All friendships don’t start ‘friendly’
Wearing skirts and sandals to work came to a halt when I first got a taste of community journalism in June 1978. Especially when it came to an uncontrolled control burn west of Hennessey while I climbed over a barbed wire fence to take photos.
It was at a lovegrass fire where I met Jack Choate Jr., but not the last time he ticked me off.
Jack was running the hose on the rural truck and turned it on me.
I was drenched, but saved the camera.
Then Ronnie Roberts or Jodie Streck, or maybe it was Jack, yelled at me to get out.
“The fire has you surrounded on three sides!”
Jack later said he tried to get my attention before he doused me, but once I got to know him, I thought it was just the 12-year-old boy in him having fun.
Why else would he turn my pencil cup upside down on my desk each time he came in?
He said I’d never notice it because my desk was so messy.
One day I saw Jack walk by my office door.
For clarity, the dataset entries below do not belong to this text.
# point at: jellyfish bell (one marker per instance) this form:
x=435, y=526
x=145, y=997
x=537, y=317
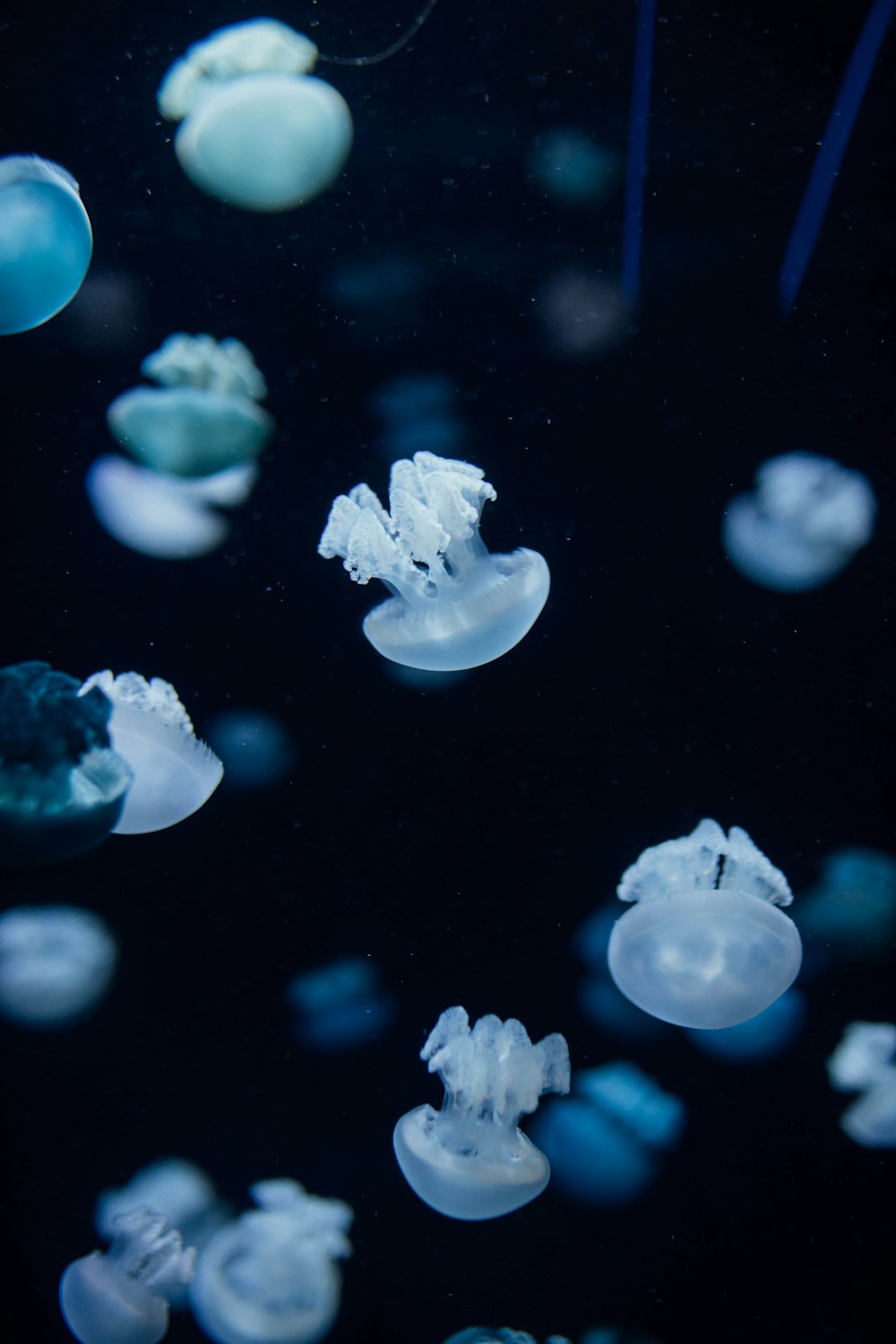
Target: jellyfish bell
x=470, y=1160
x=257, y=129
x=175, y=773
x=455, y=607
x=704, y=943
x=46, y=241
He went straight to my husband’s office.
“What was that about?” I asked Bill after Jack left.
“He told me to get my wife in line,” Bill said.
I’d written a column that week and referred to Pioneer as a Mickey Mouse Telephone Company because I couldn’t place calls to OKC during the work week between 3-5 p.m.
“Jack’s father is on the Pioneer board,” Bill said.
I marched ... across the street to Choate Insurance, and asked, “Where is he?”
They pointed.
My Daddy’s curse words filled the air.
I told Jack if he ever had a problem with anything I wrote, or with me, he’d better take it up with me, not my husband.
I went on about him being a chauvinistic pig then saw him laugh.
He asked me to sit down.
I stood.
He told me how lucky
we were in Hennessey to have phone service, but all I heard was blah-blah-blah-blah.
I never expected that run-in to start our friendship, but it did.
We lost Jack a few years ago.
I miss him every time I want to tell him something that only he would appreciate, and especially ask his all-too-honest opinion.
We never discussed Pioneer Telephone again, and I didn’t tease him too much that his clean desk was a sign that he didn’t use it much.